Plus qu’aucun autre morceau ‘Life is better’ est à l’image de ce retour inattendu. A la fois empreint d’une certaine légèreté et de beaucoup de bon sens, il porte un recul salvateur sur le passé et ses compagnons de route énumérés un à un apparaissent comme autant de repères sur un parcours tardivement sinueux. Mais, franchement, retrouver ce mélange entre richesse et simplicité, c’est aussi se rappeler pourquoi on a autant aimé le rap.

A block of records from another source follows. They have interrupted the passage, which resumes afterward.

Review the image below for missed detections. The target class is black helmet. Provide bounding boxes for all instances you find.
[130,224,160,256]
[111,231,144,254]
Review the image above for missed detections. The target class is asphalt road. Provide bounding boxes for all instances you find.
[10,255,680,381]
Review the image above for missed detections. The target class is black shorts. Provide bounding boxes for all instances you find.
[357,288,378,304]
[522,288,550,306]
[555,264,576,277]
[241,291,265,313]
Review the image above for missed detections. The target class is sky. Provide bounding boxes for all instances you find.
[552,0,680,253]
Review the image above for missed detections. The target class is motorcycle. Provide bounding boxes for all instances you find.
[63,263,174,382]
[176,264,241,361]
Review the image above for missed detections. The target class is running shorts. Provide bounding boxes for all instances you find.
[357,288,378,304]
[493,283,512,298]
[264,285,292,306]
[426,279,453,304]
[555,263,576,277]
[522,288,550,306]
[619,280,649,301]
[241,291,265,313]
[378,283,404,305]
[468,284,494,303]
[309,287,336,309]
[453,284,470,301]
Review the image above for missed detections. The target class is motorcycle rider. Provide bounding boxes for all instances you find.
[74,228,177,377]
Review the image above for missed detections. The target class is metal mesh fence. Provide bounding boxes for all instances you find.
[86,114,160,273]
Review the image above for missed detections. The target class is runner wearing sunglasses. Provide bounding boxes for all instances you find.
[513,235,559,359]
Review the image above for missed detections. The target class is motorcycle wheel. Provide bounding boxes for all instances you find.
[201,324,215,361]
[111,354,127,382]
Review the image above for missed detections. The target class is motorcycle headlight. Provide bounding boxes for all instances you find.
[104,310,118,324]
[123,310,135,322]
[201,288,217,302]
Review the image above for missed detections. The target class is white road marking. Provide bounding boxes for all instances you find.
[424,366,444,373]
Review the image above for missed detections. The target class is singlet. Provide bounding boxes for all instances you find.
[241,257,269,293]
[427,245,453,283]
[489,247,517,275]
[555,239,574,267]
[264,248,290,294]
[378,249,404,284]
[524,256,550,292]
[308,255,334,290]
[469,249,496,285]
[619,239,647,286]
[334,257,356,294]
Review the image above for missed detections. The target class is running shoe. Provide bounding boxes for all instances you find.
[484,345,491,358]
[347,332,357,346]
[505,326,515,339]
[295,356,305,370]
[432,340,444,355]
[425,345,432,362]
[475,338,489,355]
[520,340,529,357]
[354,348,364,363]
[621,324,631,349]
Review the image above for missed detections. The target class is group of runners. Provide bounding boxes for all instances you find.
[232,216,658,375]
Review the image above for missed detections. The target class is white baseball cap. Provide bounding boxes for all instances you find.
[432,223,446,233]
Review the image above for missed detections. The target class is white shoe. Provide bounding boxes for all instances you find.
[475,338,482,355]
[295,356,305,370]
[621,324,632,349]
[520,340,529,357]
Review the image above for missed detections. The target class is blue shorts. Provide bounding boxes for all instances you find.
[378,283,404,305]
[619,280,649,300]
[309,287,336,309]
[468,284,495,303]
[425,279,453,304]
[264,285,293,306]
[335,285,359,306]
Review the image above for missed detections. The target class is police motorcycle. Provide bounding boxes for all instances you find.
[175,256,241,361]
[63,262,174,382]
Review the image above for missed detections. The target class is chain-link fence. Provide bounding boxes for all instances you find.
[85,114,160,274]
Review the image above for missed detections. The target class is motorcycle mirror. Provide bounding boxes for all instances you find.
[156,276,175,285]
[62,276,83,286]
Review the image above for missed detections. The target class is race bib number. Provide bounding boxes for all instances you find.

Oui, pas besoin de fulminer sur des grandes théories complexes pour essayer de rationnaliser les sentiments qui nous traversent la cervelle à son écoute. Ecouter Q-Tip kicker du gros boom-bap joyeusement funk sur ‘Won’t trade’ ou ‘Manwomanboogie’, croyez-le ça fait putain de plaisir. Retrouver ce rap épuré, bâti autour de boucles toujours inspirées par le jazz et les breaks de funk, l’est tout autant. La MPC2000XL portée – symboliquement – en étendard rappelle judicieusement que Tip est à l’origine de la quasi-intégralité des productions de son album. Elle fait également écho à Head Hunters, album clef de Herbie Hancock, cité par Tip comme une référence et une vraie source d’inspiration. Seul maestro à bord, le natif de Harlem partage juste les crédits de ‘Move/Renaissance Rap’ avec le défunt J-Dilla dans un ultime clin d’œil à son ancien partenaire d’affaire (rappel conseillé Beats, Rhymes and Life.)

Achevé par un extrait de discours de Barack Obama – ‘Shaka’ en version remixée – The Renaissance s’inscrit finalement tout à fait dans l’air du temps. Vaste ironie mais aussi symbole à méditer, il s’impose même comme le meilleur album de l’année écoulée. Cette fois c’est dit.